E a imprensa, resiste?

Há dez anos, eu era cético em relação ao futuro da imprensa, achava que estava acabado. O impresso entrou em crise, mas o jornalismo talvez esteja mais forte do que nunca, alimentado pela crise. Talvez os próprios jornalistas não percebam isso, porque é muito difícil trabalhar em redação. A sociedade incivil se organiza para destruir o jornalismo por meio das redes, que não são instituição, são empresas. Embora eu acredite que as redes vão se institucionalizar, porque ou é isso ou o suicídio da sociedade. Mas não sei como essa institucionalização vai se dar. Se soubesse, reivindicaria o cargo de CEO do Google (risos).

Em que medida suas pesquisas sobre comunicação, pelas quais é reconhecido na academia, e seu interesse pelas culturas afro-brasileiras convergem?

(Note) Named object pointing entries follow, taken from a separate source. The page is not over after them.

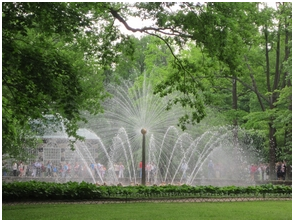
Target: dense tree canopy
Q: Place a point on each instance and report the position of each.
(233, 58)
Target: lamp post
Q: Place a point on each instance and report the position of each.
(143, 131)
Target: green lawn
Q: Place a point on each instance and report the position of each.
(255, 210)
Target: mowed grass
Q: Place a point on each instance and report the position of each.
(255, 210)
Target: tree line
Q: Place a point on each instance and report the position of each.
(228, 59)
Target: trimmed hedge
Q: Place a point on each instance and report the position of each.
(38, 191)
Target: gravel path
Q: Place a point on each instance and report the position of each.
(186, 200)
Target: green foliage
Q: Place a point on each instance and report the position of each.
(33, 190)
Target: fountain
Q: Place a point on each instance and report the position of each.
(172, 156)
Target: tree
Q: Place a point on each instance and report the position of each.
(51, 64)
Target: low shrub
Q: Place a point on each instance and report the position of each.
(38, 191)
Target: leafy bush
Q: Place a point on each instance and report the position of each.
(34, 190)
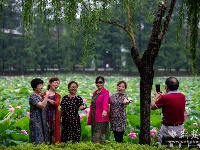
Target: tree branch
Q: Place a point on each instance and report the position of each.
(167, 20)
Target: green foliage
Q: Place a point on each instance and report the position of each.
(87, 146)
(192, 14)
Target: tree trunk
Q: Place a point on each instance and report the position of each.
(146, 82)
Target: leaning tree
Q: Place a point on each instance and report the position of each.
(86, 15)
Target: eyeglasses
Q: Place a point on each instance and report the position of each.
(100, 82)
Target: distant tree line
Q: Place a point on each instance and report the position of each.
(55, 47)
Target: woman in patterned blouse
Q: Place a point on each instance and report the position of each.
(38, 124)
(118, 103)
(70, 105)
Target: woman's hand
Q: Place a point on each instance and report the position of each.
(104, 114)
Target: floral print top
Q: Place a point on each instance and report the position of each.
(118, 112)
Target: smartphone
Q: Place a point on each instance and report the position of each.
(157, 88)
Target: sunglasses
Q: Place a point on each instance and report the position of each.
(100, 82)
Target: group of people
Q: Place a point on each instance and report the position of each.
(50, 125)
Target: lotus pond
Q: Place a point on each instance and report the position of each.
(14, 106)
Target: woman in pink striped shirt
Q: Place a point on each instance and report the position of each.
(98, 116)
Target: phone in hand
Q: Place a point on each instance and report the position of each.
(157, 88)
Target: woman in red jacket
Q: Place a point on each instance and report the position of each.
(98, 116)
(52, 113)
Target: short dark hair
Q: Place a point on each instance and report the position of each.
(71, 82)
(122, 82)
(35, 82)
(100, 77)
(172, 83)
(52, 80)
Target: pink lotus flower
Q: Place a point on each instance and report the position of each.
(19, 107)
(132, 135)
(28, 114)
(84, 100)
(11, 109)
(153, 132)
(24, 132)
(185, 116)
(195, 124)
(87, 110)
(82, 115)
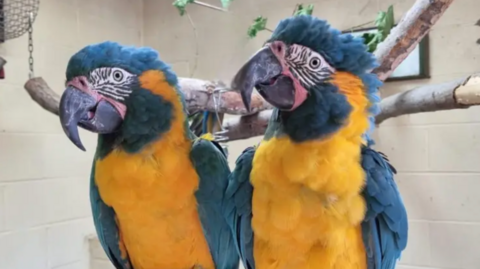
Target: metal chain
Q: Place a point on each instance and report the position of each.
(30, 45)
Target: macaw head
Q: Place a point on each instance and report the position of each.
(308, 67)
(124, 92)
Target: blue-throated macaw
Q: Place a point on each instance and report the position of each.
(156, 190)
(314, 194)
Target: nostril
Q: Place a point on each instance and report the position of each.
(278, 47)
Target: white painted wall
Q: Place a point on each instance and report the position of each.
(44, 203)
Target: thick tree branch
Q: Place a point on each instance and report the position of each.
(403, 38)
(199, 94)
(460, 93)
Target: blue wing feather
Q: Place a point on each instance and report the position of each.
(106, 226)
(212, 167)
(238, 207)
(385, 228)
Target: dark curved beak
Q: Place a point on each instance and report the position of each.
(263, 71)
(78, 108)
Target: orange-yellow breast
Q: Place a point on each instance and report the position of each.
(152, 193)
(307, 206)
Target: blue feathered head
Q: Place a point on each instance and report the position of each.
(106, 93)
(296, 72)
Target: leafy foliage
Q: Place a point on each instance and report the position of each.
(259, 24)
(181, 4)
(308, 10)
(384, 23)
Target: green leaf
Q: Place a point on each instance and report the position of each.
(226, 3)
(181, 4)
(385, 22)
(259, 24)
(303, 10)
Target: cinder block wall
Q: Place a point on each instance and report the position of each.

Isso vem da minha condição de negro de terreiro. Os nagôs eram grandes negociadores. Negociar não é só comércio, é negociar as diferenças. Zé Limeira, cantador nordestino, um dos maiores versejadores do cordel, disse o seguinte: “Eu sou um nego moderno / Foi não foi, estou pensando…” São versos de gênio! Eu sou um nego moderno. Sou múltiplo de nascimento. Minha avó paterna era nagô. A materna, cigana. Meu avô materno, indígena tupinambá. Eu não acredito em fechamento disciplinar. A comunicação é ponte, é uma disciplina que apaga fronteiras e negocia diferenças.

A negociação das diferenças pode ajudar a combater o “ódio como forma social” a que o senhor se refere em “A sociedade incivil”?

Temos que começar pelo reconhecimento da diversidade. O Brasil é heterogêneo: indígena, sertanejo, ribeirinho, suburbano. Mas não é só reconhecimento intelectual, é aproximação. Só isso combate os discursos de ódio que passaram a reger a sociedade. O ódio é aprendido. Assim como o amor. O único sujeito que nasce amando é o cachorro. Nós aprendemos a amar.

O senhor continua lutando capoeira e caratê?

Capoeira já não jogo há muito tempo, mas caratê eu treino duas vezes por semana on-line. Treinei hoje! Cheguei a voltar a treinar presencialmente, mas aí vieram a Ômicron e a influenza… Também faço musculação. Já sou coroa, tenho que manter a forma. Os médicos acham que recuperei bem da Covid porque tenho boa forma física.